Gli egiziani, come si evince da questi papiri, possedevano una tecnologia piuttosto
avanzata per la preparazione del colore. Questi importanti documenti sono emersi
agli inizia del secolo XIX quando il viceconsole svedese di stanza ad Alessandria
d'Egitto, acquistò una collezione di papiri scritti in greco antico. Questi ne donò una
parte all'Accademia Svedese delle Antichità di Stoccolma e la rimanente parte la
vendette al governo dei Paesi Bassi che, a sua volta, li depositò all'Università di
Leida.
I due Istituti, con molta calma, presero a studiarli e solo nel 1885 si scoprì che il
papiro X depositato a Leida, riportava numerose ricette chimiche per produrre
pigmenti. Nel 1913 un testo simile fu tradotto dalla collezione di Stoccolma. Le
Università convennero che i papiri erano opera di un artigiano egizio del III secolo
d.C. che vi aveva riportato informazioni risalenti ad un tempo molto più antico.
L'autore dei papiri, difatti, riporta una tecnologia del colore vicinissima a quella
adoperata durante la Prima Dinastia (3100 a.C.); la civiltà antica era considerata
opera del Grande Creatore, il dio Ptah di Menfi che aveva “portato l'ordine nel caos
elementare di un mondo primordiale di acqua”.

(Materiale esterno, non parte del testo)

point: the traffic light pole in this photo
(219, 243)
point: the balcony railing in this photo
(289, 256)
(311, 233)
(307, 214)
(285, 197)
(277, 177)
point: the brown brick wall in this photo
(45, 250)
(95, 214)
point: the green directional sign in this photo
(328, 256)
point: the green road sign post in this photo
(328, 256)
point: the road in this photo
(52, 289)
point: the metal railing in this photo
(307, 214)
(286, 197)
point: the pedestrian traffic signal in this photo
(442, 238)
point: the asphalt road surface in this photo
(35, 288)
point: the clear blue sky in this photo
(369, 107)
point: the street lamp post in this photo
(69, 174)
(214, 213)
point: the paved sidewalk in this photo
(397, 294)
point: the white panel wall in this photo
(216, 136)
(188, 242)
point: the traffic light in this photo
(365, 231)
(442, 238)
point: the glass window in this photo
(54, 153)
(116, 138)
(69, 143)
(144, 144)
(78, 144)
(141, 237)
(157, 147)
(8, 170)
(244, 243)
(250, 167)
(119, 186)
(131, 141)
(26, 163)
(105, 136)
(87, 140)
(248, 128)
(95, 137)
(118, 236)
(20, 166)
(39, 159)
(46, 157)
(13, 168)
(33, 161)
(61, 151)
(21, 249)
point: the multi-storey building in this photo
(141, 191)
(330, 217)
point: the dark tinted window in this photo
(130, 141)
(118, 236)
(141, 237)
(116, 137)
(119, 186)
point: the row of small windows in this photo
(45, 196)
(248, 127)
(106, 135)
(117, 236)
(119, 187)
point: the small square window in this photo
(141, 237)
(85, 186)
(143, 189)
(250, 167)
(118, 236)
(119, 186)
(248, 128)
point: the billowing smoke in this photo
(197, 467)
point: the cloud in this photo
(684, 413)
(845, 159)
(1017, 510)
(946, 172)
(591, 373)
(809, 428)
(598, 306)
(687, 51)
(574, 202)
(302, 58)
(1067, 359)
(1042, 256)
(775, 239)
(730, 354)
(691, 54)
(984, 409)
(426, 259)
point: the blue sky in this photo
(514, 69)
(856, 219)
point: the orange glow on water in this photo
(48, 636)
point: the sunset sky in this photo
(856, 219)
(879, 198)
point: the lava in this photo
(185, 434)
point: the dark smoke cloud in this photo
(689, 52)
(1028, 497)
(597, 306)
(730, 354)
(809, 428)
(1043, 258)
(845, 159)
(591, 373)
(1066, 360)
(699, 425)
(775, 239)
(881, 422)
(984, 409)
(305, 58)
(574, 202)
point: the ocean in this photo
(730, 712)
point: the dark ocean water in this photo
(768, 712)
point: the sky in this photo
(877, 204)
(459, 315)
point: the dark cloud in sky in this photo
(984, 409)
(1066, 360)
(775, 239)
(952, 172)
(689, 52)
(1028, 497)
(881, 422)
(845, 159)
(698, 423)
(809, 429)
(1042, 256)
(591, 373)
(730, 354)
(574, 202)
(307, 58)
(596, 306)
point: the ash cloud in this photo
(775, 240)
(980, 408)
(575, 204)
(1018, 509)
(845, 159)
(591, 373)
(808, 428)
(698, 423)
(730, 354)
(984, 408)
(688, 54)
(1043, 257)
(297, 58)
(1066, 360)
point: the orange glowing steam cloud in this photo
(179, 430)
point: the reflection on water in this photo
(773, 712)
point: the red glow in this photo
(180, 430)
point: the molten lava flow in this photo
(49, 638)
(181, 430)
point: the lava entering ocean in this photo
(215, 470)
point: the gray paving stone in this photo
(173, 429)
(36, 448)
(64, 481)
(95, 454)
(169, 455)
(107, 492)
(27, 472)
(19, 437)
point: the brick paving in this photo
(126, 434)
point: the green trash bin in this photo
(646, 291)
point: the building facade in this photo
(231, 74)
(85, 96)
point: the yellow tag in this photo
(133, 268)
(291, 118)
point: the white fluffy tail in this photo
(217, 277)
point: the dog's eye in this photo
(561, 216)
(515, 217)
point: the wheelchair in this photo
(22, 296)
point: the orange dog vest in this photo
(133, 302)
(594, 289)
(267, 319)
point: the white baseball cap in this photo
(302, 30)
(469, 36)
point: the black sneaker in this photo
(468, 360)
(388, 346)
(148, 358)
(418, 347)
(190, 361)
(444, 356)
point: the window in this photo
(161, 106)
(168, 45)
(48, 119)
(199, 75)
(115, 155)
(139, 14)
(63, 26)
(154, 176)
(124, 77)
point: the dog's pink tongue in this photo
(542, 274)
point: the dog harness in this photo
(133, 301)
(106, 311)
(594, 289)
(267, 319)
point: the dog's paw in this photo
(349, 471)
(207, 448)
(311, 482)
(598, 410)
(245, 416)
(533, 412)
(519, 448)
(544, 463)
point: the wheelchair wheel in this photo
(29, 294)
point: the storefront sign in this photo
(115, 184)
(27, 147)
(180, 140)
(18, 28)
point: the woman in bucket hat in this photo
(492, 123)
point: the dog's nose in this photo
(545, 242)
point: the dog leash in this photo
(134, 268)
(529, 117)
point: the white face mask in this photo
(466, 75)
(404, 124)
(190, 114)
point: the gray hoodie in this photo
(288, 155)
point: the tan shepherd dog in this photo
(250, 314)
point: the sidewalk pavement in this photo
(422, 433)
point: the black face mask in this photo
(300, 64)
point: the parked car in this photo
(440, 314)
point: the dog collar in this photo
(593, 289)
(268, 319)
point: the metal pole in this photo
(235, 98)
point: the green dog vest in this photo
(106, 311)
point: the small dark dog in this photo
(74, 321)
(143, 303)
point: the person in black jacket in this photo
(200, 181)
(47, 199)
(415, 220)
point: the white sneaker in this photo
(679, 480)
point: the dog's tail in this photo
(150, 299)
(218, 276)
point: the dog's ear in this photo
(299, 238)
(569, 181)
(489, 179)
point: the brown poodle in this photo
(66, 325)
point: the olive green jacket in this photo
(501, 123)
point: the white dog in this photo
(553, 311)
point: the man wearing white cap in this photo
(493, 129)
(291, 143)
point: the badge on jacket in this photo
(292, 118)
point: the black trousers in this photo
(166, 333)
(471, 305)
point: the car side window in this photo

Nel papiro di Stoccolma sono contenute ricette per tingere, mordenzare e produrre
pietre artificiali, mentre quello di Leida è dedicato alla metallurgia. In 101 ricette
sono descritti i metodi per dorare ,argentare e tingere i metalli comprese le istruzioni
per conferire agli oggetti di rame l'aspetto dell'oro. E' proprio il caso di dire che non è
oro tutto ciò che luccica!
L'arte e l'architettura dell'antico Egitto adoperavano pigmenti brillanti ricavati dalla
macinazione delle sostanze presenti in natura quali la malachite per i verdi, l'azzurrite
per il blu conosciuto anche come “fritta blu”, dai solfuri di arsenico orpimento e
realgar si ottenevano rispettivamente il giallo e l'arancio mentre l'ocra era ricavato
dall'ossido di ferro. Dall'unione della fritta blu con l'ocra gialla, si otteneva una
particolare tonalità di verde che si andava ad aggiungere a quella offerta dai minerali
di rame. Quest'ultima era conosciuta dai greci come “colla oro” perchè usata appunto
come collante per le dorature. La gamma dei colori era completata dal cinabro, dal
minio, dall'ocra rossa e dal chermes, (una varietà di rosso vivo), dal nero fuliggine e
dal bianco candido ottenuto dalla macinazione delle ossa animali.
I pigmenti venivano mescolati ad una gomma solubile in acqua e agglutinati con una
colla ottenuta da una mistura di pelli animali e albume d'uovo portata ad ebollizione.
Agli egizi si devono anche la fabbricazione della boiacca e la creazione di lacche
colorate ricavate da tinture organiche.